Whiteread’s Tate Modern Turbine Hall commission Embankment (2005-6), transformed the space into a maze of varied towers, all white, and conjuring up the impression of a vast warehouse or storage facility though the potential contents of which was never suggested. It saw the artist work with lots of similar units rather than creating one, singular entity. Much like Place (Village) (2005-6), permanently on display in London’s Victoria and Albert Museum of Childhood, which made use of her collection of doll’s houses gathered from a young age. Experienced in the darkness with all the little lights on, it is no specific place but every British town. Unlike a model village there are no people, no movement, no geographic features. It is not an exercise in miniaturised modelling for its own sake.

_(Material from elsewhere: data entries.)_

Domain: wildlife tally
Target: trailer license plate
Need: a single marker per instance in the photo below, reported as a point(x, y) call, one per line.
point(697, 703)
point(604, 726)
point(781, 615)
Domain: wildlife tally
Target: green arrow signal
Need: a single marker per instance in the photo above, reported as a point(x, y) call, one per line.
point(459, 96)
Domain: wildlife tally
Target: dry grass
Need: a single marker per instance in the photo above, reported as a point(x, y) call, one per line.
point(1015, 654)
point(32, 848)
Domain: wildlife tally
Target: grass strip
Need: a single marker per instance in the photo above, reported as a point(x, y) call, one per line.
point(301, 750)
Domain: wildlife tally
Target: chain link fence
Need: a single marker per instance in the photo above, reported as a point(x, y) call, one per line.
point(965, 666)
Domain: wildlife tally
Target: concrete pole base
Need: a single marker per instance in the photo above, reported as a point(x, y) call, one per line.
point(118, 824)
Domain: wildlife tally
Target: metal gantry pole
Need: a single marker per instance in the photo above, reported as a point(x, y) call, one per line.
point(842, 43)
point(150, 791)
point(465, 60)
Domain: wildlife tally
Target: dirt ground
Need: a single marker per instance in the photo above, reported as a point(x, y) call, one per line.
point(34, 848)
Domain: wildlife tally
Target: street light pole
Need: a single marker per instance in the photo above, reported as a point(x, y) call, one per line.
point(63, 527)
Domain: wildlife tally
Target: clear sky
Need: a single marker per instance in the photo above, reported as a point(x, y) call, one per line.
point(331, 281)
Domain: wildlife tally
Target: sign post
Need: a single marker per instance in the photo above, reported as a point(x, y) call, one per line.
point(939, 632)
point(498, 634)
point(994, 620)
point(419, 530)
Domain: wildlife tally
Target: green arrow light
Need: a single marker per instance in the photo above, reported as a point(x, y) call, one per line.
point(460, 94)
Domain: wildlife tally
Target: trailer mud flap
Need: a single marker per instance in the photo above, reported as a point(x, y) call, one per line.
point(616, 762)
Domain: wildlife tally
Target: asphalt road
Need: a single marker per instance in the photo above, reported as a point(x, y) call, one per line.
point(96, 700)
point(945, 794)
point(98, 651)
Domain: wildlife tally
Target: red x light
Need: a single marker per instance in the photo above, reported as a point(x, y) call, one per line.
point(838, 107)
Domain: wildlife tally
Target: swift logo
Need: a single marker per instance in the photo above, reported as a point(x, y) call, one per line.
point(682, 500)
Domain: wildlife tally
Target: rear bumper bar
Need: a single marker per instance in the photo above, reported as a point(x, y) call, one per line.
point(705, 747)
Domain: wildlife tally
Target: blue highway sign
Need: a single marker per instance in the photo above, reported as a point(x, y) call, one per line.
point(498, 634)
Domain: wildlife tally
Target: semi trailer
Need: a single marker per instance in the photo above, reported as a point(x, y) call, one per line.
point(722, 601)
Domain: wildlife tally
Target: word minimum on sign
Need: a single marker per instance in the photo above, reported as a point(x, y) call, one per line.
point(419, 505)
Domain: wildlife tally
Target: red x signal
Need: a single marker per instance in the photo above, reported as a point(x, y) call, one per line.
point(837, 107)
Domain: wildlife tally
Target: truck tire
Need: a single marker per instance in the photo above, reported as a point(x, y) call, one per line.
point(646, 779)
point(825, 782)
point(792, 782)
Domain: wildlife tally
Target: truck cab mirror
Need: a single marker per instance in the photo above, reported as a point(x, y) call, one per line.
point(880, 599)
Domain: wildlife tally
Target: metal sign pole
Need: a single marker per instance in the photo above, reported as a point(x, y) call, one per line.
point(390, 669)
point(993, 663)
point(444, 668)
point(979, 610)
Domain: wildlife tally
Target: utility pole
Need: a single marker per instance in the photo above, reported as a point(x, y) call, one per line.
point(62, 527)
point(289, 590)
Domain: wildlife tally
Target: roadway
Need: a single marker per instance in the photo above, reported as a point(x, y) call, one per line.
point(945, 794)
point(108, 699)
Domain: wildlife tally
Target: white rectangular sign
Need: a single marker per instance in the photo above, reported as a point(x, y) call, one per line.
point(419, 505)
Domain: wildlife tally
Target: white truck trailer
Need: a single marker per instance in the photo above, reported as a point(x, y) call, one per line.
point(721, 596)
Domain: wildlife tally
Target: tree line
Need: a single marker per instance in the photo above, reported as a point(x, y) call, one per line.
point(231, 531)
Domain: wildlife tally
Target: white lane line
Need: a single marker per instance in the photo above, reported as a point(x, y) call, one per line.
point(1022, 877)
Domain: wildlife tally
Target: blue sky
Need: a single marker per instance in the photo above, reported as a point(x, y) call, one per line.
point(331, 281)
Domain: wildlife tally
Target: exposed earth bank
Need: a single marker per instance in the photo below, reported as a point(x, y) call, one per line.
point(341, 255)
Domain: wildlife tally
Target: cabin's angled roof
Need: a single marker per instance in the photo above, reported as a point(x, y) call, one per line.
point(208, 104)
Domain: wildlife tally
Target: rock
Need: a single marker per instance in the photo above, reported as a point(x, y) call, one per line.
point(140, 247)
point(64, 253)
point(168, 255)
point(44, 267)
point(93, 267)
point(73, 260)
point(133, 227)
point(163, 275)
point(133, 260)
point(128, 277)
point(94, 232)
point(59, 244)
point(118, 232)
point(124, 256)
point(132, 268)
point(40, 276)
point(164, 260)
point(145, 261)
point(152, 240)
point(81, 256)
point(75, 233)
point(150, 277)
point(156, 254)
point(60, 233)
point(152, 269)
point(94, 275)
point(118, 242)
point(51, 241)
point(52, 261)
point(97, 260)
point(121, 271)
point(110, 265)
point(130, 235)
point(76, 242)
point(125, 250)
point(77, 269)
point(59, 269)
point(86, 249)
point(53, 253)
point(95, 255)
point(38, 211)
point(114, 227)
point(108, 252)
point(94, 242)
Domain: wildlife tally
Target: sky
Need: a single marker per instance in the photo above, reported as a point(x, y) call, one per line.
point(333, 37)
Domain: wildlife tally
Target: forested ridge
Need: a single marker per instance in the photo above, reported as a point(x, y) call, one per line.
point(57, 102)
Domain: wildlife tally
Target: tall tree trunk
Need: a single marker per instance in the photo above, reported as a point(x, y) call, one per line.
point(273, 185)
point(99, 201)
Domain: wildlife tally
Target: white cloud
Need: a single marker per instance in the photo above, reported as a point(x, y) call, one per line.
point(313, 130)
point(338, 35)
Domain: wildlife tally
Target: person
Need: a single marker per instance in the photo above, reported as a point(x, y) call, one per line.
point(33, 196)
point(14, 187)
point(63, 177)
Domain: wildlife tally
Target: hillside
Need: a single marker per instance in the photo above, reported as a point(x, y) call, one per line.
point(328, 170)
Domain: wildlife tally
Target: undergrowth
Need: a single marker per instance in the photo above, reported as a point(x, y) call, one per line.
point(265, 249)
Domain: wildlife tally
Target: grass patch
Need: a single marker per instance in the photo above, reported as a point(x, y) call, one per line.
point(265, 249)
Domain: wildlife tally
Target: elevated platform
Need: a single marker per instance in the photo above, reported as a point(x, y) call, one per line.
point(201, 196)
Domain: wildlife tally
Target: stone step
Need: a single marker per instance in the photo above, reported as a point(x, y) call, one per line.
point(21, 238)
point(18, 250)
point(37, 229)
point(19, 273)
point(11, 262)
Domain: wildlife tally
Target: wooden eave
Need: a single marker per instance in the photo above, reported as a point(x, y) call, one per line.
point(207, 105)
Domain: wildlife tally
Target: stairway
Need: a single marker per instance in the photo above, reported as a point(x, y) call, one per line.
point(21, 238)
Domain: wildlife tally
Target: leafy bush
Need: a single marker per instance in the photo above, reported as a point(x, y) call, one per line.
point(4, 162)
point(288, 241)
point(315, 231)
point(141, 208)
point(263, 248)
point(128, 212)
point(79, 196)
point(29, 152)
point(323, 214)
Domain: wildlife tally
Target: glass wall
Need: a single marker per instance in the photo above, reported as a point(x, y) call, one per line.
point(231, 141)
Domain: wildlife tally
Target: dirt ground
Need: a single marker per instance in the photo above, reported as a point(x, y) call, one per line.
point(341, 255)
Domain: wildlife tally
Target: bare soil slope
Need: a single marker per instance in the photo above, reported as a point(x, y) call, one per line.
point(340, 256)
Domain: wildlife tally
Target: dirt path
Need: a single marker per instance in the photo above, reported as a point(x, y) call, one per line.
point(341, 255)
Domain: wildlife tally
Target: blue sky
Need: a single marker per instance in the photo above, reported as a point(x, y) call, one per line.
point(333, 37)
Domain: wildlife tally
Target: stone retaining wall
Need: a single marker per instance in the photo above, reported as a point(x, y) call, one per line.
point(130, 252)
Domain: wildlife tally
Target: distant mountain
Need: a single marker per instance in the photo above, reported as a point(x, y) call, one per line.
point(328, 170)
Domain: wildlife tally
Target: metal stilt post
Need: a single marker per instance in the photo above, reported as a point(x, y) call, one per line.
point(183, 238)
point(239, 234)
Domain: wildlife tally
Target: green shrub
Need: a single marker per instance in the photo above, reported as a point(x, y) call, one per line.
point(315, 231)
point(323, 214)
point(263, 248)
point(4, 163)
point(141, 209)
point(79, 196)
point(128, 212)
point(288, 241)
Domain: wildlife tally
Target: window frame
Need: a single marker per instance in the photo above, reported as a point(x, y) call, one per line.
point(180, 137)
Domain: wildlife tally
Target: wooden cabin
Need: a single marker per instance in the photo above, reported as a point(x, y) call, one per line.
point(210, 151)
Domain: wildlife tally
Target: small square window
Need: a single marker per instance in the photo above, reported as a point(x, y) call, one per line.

Rachel Whiteread is an artist who is pushing the boundaries of sculpture. She had begun to use snow as a material to work with back in 2004 for a collaborative piece with Scandinavian architects. The nature of ephemeral, site-specific installations means they can only ever exist thereafter as documents in film, photographs or drawings. These can be fascinating and beautiful in themselves however, and offer a view of the extensive preparatory work necessary to conceive and then realise these creative proposals.

Retrospectives look back, though her art continues to develop. Colour is becoming more prominent, as is the investigation into windows and doors, the openings into spaces rather than the spaces themselves interestingly. French windows, neither quite a window nor a door, cast in resin too and so mimicking glass, look like pictures without frames or images. So this is an exciting and important opportunity to peer into and through the work of one of Britain’s most exciting living sculptors with a new clarity and openness that will welcome and invite.